The similarity degree between the five forests from the climate point of view (using the MVSP statistics program)
Comparing the classification of the five forests from the point of view of structural parameters (Fig. 2) with the classification from the climate point of view (Fig. 3), the forests were grouped in the same way, which proves that the structure of a forest is conditioned by pedo-climatic conditions.
The Romanian beech islands in the extra range are the result of the collaboration of two processes: the ecological, morphological, and genetic plasticity of the F. sylvatica species and the local pedo-climatic conditions that allowed the migration of the F. orientalis.
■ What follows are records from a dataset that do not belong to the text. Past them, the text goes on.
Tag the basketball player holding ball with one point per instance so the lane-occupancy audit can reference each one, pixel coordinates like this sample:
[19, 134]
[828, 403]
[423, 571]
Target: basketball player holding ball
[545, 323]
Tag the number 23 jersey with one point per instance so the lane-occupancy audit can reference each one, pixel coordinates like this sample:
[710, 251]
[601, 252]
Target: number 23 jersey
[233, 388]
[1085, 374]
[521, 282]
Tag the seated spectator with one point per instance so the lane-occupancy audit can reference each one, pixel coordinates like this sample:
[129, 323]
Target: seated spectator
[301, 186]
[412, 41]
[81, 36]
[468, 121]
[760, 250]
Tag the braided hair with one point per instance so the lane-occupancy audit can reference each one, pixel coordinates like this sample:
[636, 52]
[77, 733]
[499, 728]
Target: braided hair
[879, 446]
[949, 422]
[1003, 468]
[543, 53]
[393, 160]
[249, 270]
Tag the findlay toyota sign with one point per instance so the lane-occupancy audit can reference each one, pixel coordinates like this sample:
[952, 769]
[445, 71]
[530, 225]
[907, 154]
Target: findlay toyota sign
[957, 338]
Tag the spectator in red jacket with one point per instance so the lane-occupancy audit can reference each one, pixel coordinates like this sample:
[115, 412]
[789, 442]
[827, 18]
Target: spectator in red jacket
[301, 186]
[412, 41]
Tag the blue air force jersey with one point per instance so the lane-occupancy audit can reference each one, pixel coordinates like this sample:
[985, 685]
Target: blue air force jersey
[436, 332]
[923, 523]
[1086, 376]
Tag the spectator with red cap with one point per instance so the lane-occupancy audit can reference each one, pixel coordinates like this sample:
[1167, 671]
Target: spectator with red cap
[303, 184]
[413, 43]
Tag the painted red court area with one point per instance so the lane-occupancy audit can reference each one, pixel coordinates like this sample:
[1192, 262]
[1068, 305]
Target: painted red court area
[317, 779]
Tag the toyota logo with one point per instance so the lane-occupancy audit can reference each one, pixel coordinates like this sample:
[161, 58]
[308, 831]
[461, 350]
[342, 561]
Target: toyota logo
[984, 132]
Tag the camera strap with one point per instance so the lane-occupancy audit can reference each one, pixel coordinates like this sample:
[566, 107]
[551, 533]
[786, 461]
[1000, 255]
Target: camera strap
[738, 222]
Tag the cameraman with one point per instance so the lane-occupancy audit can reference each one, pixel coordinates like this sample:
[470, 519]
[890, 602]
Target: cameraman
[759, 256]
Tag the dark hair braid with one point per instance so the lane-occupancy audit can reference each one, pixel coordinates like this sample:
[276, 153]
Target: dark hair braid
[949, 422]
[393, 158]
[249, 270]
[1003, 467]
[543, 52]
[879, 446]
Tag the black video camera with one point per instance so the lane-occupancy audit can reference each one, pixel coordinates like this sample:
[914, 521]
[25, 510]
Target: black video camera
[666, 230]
On account of the analysis of the climatic and bio-climatic indices, structural parameters, and soil type, it was concluded that the structure of the beech islands is primarily influenced by the pedo-climatic conditions. The European beech also grows in areas where the pedoclimatic conditions do not represent the ecological optimum of this species, which demonstrates a great ecological plasticity. This assertion is also supported by Ştofletea and Curt, who make a description of the presence of 17 subspecies and varieties; the most important are two subspecies: F. sylvatica ssp. sylvatica and F. sylvatica ssp. moesiaca, the latter being present in Banat, Oltenia, and Dobrogea and is adapted to conditions of low humidity and high temperatures. Outside of the optimal ecological conditions, in arid areas or with a higher thermal regime, the European beech occupies small insular areas, being mixed with other tree species such as Carpinus betulus, Quercus petraea, Q. robur, Fraxinus excelsior, Tilia tomentosa, T. cordata, Populus tremula, Ulmus glabra, especially with F. orientalis with which it can hybridize, as in the case of Valea Fagilor Forest, where it forms Crimean beech FAGUS × TAURICA Pop. (Fagus sylvatica × Fagus orientalis). These beech adaptation mechanisms that created these beech islands have determined the appearance of unique habitats present only in Romania (91Y0 Dacian oak and hornbeam forests and 91X0*Dobrogean beech forests). In the context of climate change, the morphological variability of the species of the genus Fagus, as well as the genetic and ecological plasticity, gives this genus the possibility of adapting to the new pedo-climatic conditions and expanding the range of some thermophilic beech species.